The Reserve Bank of India’s latest move on project financing has sparked a rally in power sector financiers. The revised rules are notably softer than expected, offering relief to lenders and investors alike. While the finer details reveal deeper implications, the shift clearly marks a positive turn for infrastructure funding.
New RBI Rules
Shares of power sector financiers like PFC (6.3%), REC (4.4%), and IREDA (4%) rose after the RBI announced easier project financing rules. These final guidelines are less strict than the earlier draft proposal, which had suggested higher provisioning requirements that would have hurt the financials of lenders like PFC and REC.

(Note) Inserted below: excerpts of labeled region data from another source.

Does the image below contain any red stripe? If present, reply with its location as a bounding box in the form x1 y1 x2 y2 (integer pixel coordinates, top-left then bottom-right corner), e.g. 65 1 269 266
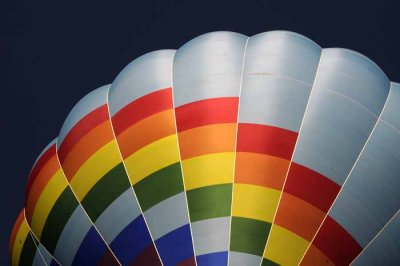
237 123 297 160
284 162 340 213
8 209 25 258
313 216 362 265
58 104 109 163
25 144 56 197
175 97 239 132
112 88 173 136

Now, during the construction phase, financiers must keep just 1% of the project cost aside as a safety buffer (called Provision Coverage Ratio or PCR) and slightly more for commercial real estate. In the operational phase, the required buffer is even lower, as little as 0.4% for some projects. This is a big relief compared to the earlier draft that suggested a buffer of 5%.

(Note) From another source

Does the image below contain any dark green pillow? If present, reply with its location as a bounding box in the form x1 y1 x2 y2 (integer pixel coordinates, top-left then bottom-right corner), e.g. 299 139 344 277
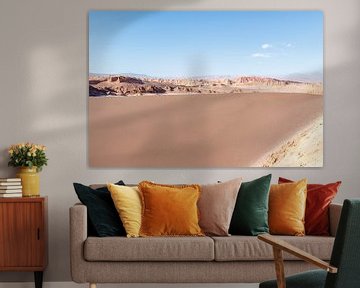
74 181 126 237
229 174 271 236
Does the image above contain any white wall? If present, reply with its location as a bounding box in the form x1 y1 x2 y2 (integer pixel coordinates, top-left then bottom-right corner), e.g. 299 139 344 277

How Does This Affect PSU Banks and NBFCs?
Impact on PSU Banks
The final norms are much easier than the draft, so the pressure on PSU banks like SBI, PNB, BoB, and Indian Bank is now lower. Earlier, they would have had to set aside more money (provisions) from their profits (P&L), which would reduce their earnings.

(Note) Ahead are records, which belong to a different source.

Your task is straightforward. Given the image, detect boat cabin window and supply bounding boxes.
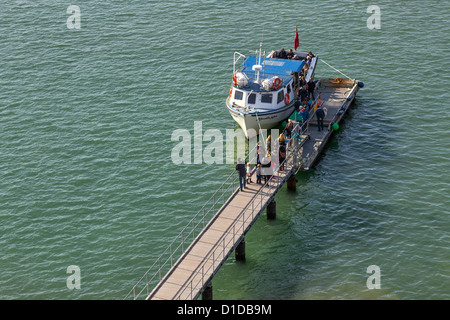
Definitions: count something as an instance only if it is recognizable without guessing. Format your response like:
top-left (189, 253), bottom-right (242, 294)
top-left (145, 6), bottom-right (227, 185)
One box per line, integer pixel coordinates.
top-left (277, 90), bottom-right (284, 103)
top-left (261, 93), bottom-right (272, 103)
top-left (248, 93), bottom-right (256, 104)
top-left (234, 90), bottom-right (244, 100)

Now, with lower provisioning requirements, their capital and profitability stay healthier. However, any provisions they made for potential loan losses are supposed to go through their P&L statement. This means the provisions would directly reduce their reported profits.
Furthermore, banks still need to follow strict disbursement rules, like ensuring all approvals and infrastructure (like land access) are in place before funding projects.
Impact on NBFCs
NBFCs were expected to take a bigger hit under the draft rules, as extra provisions would go through impairment reserves, affecting their regulatory capital. However, the new final norms significantly reduce this burden, allowing NBFCs to maintain stronger capital ratios.
This also improves their ability to lend and could support future growth. But project delays due to issues like land acquisition and power purchase agreements (PPAs) still pose challenges to disbursements.